The AMD Mantle Thread

selni · Nov 29, 2013

psoomah said:
● This conversation originated from my "Basically it means Mantle can address, and flexibly distribute the workload between, an APU and a GCN dGPU at the same time." statement, so how is Mantle allowing direct memory control "another issue entirely"?
● I don't get your 'huge difference in power' thing. We're not talking a dual core Sempron here, Kaveri is an extremely powerful high performance processor in it's own right, 512 SPs aren't chopped liver. Even without Mantle in that leaked hotel room video Kaveri was smoothly running BF4 with everything set to 'high'. Programmers can assign pretty much anything they want to it.

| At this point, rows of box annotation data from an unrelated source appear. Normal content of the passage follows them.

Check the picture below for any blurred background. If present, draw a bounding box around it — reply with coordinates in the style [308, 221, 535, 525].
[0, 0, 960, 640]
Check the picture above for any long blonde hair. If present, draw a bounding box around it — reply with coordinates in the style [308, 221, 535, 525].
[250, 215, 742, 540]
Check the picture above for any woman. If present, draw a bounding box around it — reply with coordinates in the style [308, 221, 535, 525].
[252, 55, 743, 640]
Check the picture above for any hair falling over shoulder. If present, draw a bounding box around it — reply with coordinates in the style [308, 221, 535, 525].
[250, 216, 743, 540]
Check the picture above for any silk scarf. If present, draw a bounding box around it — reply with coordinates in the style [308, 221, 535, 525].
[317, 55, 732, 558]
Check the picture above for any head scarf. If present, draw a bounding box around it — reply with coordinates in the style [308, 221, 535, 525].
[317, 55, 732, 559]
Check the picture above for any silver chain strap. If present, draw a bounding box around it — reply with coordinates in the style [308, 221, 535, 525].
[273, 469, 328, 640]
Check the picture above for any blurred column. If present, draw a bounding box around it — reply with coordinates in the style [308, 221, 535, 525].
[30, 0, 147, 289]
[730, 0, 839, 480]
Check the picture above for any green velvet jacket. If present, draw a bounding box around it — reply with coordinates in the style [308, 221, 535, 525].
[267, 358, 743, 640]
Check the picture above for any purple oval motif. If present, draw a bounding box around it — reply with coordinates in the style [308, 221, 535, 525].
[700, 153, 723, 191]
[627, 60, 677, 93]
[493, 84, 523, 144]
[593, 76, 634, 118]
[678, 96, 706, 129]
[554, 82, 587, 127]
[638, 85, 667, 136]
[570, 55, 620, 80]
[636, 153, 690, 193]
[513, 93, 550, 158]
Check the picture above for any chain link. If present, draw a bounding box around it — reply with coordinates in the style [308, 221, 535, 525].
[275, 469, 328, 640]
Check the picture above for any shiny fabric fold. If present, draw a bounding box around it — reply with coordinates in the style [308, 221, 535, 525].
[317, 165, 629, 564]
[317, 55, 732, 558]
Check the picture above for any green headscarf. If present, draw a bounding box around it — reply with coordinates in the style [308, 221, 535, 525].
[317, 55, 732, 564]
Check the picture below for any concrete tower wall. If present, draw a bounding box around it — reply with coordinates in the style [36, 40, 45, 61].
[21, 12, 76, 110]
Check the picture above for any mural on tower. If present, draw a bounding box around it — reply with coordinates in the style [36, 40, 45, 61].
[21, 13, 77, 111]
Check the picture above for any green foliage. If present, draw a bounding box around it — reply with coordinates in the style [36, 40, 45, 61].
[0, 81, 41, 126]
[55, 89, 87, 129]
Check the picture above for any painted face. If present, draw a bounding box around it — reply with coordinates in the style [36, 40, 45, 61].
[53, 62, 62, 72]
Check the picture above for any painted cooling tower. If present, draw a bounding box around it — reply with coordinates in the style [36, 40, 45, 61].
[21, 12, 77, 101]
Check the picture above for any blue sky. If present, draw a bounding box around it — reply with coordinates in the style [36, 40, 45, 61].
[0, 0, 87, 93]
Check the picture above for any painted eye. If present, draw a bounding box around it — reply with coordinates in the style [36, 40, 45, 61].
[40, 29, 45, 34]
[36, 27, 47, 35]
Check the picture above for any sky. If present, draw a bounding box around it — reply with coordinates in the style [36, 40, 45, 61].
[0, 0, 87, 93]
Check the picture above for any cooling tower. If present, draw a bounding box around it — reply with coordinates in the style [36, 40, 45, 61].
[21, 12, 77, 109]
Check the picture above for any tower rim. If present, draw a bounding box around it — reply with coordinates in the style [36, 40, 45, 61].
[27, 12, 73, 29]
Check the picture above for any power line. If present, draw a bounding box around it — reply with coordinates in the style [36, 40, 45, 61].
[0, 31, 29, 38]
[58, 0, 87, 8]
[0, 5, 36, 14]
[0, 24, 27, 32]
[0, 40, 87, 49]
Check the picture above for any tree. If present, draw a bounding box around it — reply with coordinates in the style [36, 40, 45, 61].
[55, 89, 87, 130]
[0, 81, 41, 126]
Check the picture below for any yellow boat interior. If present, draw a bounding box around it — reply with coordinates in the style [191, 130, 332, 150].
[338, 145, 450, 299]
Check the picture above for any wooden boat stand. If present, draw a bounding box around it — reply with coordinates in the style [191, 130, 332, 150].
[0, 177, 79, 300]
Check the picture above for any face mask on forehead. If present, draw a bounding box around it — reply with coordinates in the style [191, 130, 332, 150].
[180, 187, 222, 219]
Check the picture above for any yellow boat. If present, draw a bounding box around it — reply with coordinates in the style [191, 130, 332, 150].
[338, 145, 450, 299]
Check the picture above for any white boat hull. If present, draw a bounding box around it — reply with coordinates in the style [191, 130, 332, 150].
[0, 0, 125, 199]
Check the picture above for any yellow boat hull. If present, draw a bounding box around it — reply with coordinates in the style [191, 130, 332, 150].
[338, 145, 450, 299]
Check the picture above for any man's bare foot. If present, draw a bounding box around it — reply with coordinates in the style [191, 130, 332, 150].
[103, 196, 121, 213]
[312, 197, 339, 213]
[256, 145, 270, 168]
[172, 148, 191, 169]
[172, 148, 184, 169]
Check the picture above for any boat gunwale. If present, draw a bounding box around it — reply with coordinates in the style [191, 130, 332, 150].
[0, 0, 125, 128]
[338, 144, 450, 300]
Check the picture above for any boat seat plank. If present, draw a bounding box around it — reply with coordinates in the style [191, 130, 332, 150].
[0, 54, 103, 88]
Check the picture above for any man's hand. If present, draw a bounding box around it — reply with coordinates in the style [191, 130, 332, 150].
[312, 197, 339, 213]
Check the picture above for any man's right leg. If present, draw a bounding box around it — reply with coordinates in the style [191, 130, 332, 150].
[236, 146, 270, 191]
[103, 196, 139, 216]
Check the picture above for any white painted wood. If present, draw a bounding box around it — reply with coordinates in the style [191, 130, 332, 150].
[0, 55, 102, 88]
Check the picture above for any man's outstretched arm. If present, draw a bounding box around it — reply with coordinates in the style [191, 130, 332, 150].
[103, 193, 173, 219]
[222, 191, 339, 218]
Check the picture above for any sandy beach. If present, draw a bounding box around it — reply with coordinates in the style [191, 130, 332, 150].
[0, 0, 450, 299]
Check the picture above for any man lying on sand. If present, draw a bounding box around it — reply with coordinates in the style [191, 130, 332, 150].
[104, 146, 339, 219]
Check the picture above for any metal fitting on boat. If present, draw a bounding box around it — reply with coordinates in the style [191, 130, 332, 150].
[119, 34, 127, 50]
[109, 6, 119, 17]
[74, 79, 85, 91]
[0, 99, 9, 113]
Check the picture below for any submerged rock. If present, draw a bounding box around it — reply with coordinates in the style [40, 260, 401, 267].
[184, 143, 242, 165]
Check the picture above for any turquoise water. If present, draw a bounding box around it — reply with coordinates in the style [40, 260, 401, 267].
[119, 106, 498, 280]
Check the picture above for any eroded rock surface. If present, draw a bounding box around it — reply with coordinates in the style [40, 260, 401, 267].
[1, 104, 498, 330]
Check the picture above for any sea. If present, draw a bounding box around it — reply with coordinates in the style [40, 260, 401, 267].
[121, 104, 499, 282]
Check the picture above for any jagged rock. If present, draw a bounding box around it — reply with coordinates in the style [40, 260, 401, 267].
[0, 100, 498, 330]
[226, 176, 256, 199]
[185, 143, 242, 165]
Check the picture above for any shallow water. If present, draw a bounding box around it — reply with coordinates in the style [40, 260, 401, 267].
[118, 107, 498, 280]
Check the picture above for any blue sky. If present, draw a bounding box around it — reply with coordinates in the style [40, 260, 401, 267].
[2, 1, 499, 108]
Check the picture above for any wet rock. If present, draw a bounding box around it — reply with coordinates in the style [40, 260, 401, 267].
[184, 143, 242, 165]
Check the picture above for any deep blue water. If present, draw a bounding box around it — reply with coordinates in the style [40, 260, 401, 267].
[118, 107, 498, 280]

One is about allowing developers to do pretty much whatever they want with memory on the GPU, as opposed to DX. This is a Very Good Thing, and not many will argue otherwise. This lets you do stuff you couldn't do before. That's also obviously a prerequisite for the second part, which is a unified address space that lets the APU and dGPU essentially share pointers. While really neat in the APU/console case, it's much less interesting in the dGPU case - what advantage is there here as opposed to having an APU address space and dGPU address space?

What I mean by the difference in power is that the simplest way to do multi GPU is AFR. Obviously you can't do that here when one GPU is 6-7x faster than the other, so you need a new approach and whatever you're running on the iGPU can't be memory bandwidth heavy etc (because unified address space or not, it's going to be across PCIe).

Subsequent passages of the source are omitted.